ASKA:でしょー(笑)。この曲、PV(ミュージックビデオ)も見てもらいたいね。一瞬のインパクトがかなり大きいので。ま、それだけなんだけど(笑)。
■一方、カップリング曲の『L&R』はどうしてもCHAGE and ASKAの姿が重なってしまう曲だったんですが。
ASKA:1度“解散”しようという方向で進んでいたときに、この気持ちを曲にしようと思って書いた曲だからね。
■歌詞にも出てきますが、“素直に混ざらなかった”からここまで続いてきたんだろうなぁと思ったり。

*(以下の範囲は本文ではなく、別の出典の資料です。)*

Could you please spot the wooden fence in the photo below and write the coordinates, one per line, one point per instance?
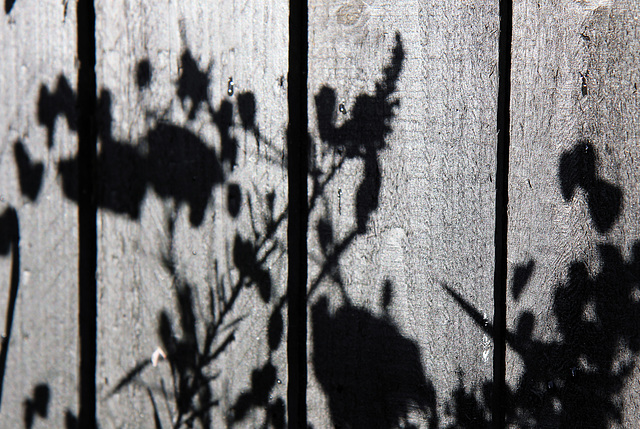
(456, 183)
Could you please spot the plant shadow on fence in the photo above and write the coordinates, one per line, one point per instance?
(182, 168)
(179, 166)
(371, 374)
(577, 381)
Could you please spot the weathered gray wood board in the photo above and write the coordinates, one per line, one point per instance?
(40, 382)
(402, 99)
(573, 215)
(193, 207)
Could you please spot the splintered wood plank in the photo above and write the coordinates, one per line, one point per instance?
(572, 304)
(38, 224)
(402, 101)
(192, 213)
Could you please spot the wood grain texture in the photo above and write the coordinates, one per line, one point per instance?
(403, 119)
(193, 206)
(37, 80)
(573, 218)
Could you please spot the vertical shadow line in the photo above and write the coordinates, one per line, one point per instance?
(297, 149)
(87, 212)
(502, 200)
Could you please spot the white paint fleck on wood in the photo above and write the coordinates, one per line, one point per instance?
(218, 43)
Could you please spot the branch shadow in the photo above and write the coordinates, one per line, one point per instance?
(576, 381)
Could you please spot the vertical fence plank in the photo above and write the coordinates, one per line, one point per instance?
(402, 197)
(38, 224)
(573, 227)
(192, 220)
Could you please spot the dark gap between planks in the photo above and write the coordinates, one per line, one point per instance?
(502, 199)
(297, 148)
(87, 209)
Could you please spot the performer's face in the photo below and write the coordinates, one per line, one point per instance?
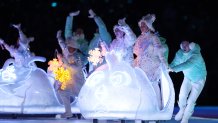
(118, 33)
(143, 27)
(185, 46)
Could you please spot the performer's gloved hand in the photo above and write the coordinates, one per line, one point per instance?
(17, 26)
(91, 13)
(103, 49)
(122, 22)
(74, 13)
(1, 41)
(58, 34)
(170, 69)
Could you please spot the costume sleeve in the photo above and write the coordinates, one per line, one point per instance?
(68, 27)
(104, 34)
(186, 65)
(61, 42)
(130, 36)
(160, 49)
(177, 59)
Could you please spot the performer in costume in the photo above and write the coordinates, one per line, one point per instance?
(150, 53)
(189, 60)
(101, 35)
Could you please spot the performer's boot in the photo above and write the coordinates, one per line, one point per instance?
(179, 115)
(188, 113)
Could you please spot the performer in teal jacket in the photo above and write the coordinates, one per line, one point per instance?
(190, 61)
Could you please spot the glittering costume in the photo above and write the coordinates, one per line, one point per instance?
(150, 54)
(192, 65)
(74, 50)
(101, 36)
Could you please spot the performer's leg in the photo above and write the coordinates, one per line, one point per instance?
(65, 96)
(183, 94)
(158, 93)
(195, 92)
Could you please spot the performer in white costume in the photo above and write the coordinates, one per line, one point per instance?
(124, 41)
(150, 53)
(74, 58)
(189, 60)
(101, 35)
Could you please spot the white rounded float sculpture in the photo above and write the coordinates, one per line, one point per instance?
(28, 90)
(118, 91)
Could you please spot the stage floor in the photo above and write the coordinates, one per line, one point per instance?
(192, 120)
(206, 114)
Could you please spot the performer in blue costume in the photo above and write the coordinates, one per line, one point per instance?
(190, 61)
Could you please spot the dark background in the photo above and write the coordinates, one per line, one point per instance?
(193, 20)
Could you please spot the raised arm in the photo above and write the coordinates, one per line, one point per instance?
(104, 34)
(22, 36)
(61, 40)
(130, 36)
(69, 24)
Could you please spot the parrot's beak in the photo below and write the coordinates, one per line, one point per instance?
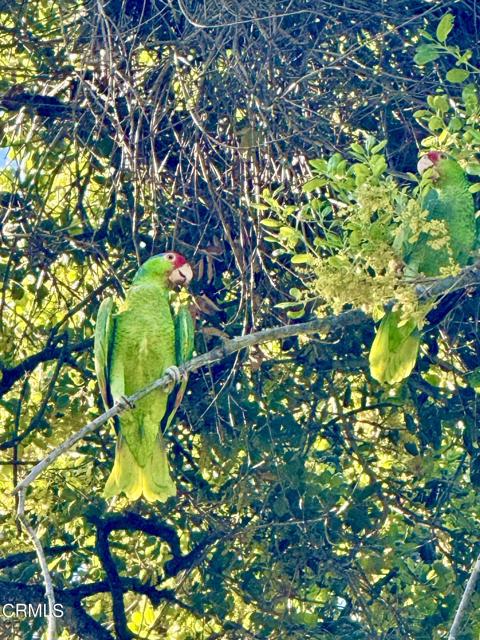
(423, 164)
(182, 275)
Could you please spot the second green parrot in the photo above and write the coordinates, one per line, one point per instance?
(395, 348)
(137, 342)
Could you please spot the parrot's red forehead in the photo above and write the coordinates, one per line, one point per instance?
(175, 258)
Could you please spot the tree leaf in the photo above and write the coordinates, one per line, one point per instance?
(444, 27)
(426, 53)
(457, 75)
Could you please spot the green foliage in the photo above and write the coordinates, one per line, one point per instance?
(311, 505)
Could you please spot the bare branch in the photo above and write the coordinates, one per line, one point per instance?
(47, 578)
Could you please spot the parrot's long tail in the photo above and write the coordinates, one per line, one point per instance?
(153, 480)
(395, 349)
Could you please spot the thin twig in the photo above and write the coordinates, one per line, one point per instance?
(465, 601)
(47, 578)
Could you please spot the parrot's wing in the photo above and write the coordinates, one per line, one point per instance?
(184, 346)
(184, 335)
(104, 329)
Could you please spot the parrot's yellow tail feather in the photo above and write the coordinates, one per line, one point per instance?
(127, 476)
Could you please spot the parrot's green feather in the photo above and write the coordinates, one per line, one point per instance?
(133, 347)
(394, 351)
(184, 345)
(103, 340)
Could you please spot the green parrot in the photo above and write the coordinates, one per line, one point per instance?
(395, 348)
(136, 342)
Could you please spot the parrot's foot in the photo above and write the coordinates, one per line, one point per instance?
(124, 403)
(176, 375)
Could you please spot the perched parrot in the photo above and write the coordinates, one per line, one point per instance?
(136, 342)
(395, 348)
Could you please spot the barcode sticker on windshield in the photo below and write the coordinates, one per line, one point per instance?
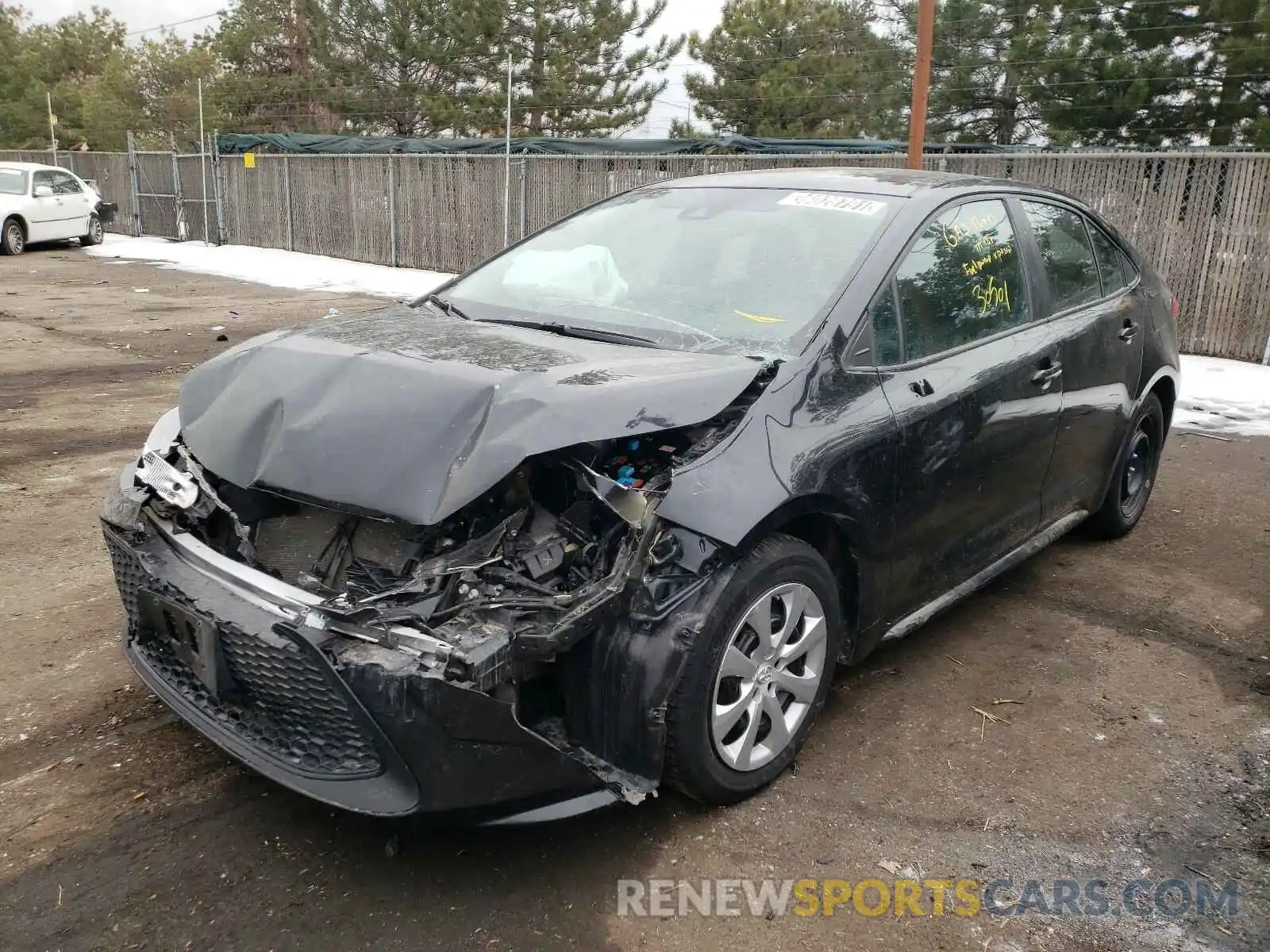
(833, 202)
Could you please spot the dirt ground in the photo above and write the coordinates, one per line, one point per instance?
(1142, 747)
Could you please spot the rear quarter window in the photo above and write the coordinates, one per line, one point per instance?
(1114, 268)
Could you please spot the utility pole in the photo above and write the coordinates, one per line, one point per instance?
(921, 83)
(52, 125)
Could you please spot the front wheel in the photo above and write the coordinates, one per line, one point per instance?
(757, 674)
(13, 239)
(95, 232)
(1134, 474)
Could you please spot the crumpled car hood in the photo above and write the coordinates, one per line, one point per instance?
(413, 416)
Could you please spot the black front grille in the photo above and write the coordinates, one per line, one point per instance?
(281, 704)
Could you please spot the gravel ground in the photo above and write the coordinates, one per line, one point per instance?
(1141, 748)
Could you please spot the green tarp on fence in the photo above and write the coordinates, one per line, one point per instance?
(234, 144)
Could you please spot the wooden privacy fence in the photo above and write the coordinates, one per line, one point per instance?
(1203, 219)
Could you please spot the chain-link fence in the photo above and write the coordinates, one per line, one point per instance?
(1202, 219)
(158, 194)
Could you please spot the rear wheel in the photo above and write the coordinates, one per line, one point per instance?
(1134, 474)
(13, 238)
(95, 232)
(757, 676)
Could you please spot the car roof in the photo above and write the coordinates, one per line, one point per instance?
(32, 167)
(845, 178)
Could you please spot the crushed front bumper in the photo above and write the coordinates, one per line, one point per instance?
(239, 657)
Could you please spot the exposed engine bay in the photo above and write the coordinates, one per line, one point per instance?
(506, 583)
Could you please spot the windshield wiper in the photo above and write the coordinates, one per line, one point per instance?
(573, 330)
(450, 308)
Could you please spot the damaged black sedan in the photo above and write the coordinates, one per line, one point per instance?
(605, 512)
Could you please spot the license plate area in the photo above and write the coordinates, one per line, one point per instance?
(190, 636)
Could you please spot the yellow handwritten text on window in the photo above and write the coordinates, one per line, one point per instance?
(994, 292)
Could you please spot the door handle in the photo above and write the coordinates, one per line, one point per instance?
(1049, 371)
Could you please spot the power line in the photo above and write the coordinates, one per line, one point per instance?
(169, 25)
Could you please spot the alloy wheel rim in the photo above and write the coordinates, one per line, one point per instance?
(1138, 469)
(768, 677)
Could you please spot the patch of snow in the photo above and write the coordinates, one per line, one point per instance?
(272, 267)
(1223, 397)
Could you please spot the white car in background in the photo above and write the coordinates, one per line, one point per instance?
(48, 203)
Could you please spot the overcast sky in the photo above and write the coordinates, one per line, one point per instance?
(681, 17)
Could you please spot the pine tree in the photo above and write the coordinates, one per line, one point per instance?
(22, 109)
(990, 67)
(67, 59)
(272, 80)
(410, 67)
(581, 67)
(798, 69)
(1223, 50)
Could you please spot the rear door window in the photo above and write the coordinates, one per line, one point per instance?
(1066, 254)
(65, 184)
(962, 281)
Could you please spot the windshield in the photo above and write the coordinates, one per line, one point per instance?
(13, 182)
(728, 270)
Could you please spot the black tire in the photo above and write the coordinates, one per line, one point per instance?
(95, 232)
(13, 238)
(694, 766)
(1134, 475)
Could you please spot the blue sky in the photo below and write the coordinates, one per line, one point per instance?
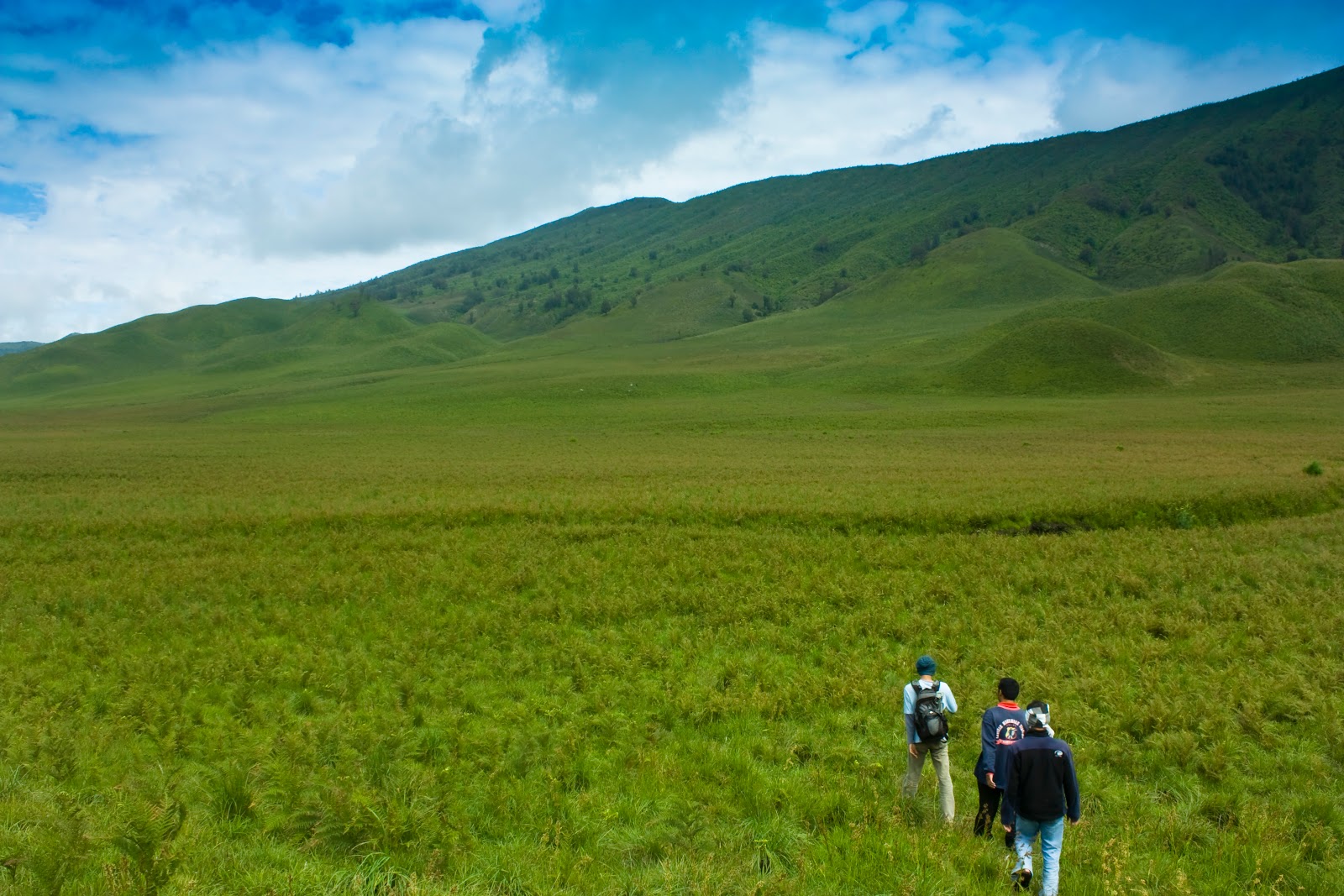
(175, 152)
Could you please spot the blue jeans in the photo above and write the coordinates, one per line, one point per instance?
(1052, 844)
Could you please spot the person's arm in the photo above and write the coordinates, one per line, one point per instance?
(987, 746)
(1008, 815)
(1072, 788)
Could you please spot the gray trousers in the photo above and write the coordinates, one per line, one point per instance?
(938, 752)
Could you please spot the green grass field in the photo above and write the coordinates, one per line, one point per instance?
(499, 634)
(596, 559)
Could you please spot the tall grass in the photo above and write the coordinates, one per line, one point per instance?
(664, 656)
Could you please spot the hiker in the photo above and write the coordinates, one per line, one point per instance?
(927, 707)
(1042, 788)
(1001, 725)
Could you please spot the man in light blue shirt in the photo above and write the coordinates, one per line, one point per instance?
(933, 747)
(921, 747)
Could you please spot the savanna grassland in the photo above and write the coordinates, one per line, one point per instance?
(596, 559)
(586, 638)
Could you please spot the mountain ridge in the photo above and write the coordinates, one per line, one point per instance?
(937, 253)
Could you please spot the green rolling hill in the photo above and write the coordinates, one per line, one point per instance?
(1156, 255)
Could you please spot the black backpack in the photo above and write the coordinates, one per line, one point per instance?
(931, 719)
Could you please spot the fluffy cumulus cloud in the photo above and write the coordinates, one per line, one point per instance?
(159, 156)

ASKA:キャラクターの全然ちがうふたりがぶつかるのがおもしろいと言われていたCHAGE and ASKAですからね。でも同化しない距離感は抜群に良かったと思う。ただどれだけそこが良くても、このまま続けていけばCHAGE and ASKAとしての引退への花道を自分たちで作ることしか考えられなくなるって思ったんですよ。で、それはどうしてもイヤだった。自分の歴史であり、今でも大切なCHAGE and ASKAだから。だったら今、いったん活動を休止して、10年後にひょっこり「そういえばやってなかったんで。デビュー30周年ライブでーす!(笑)」って言える余地を残しておきたかったんですよね。
■いいですね、10年後の30周年ライブ(笑)。
ASKA:ねえ(笑)。でも今の課題は3月からのツアーですね。
■どんな感じになりそうですか?
ASKA:ぜーんぜんわからない(笑)。
■じゃ、抱負だけでも(笑)。
ASAKA:ステージ上と客席が同化できるツアーをやるつもりなので。今回はいろいろな含みのあるツアーになりがちだけど、そのなかでいつも通りのライブがやれて、最後に「……だろ? なっ!」って言いたいですね。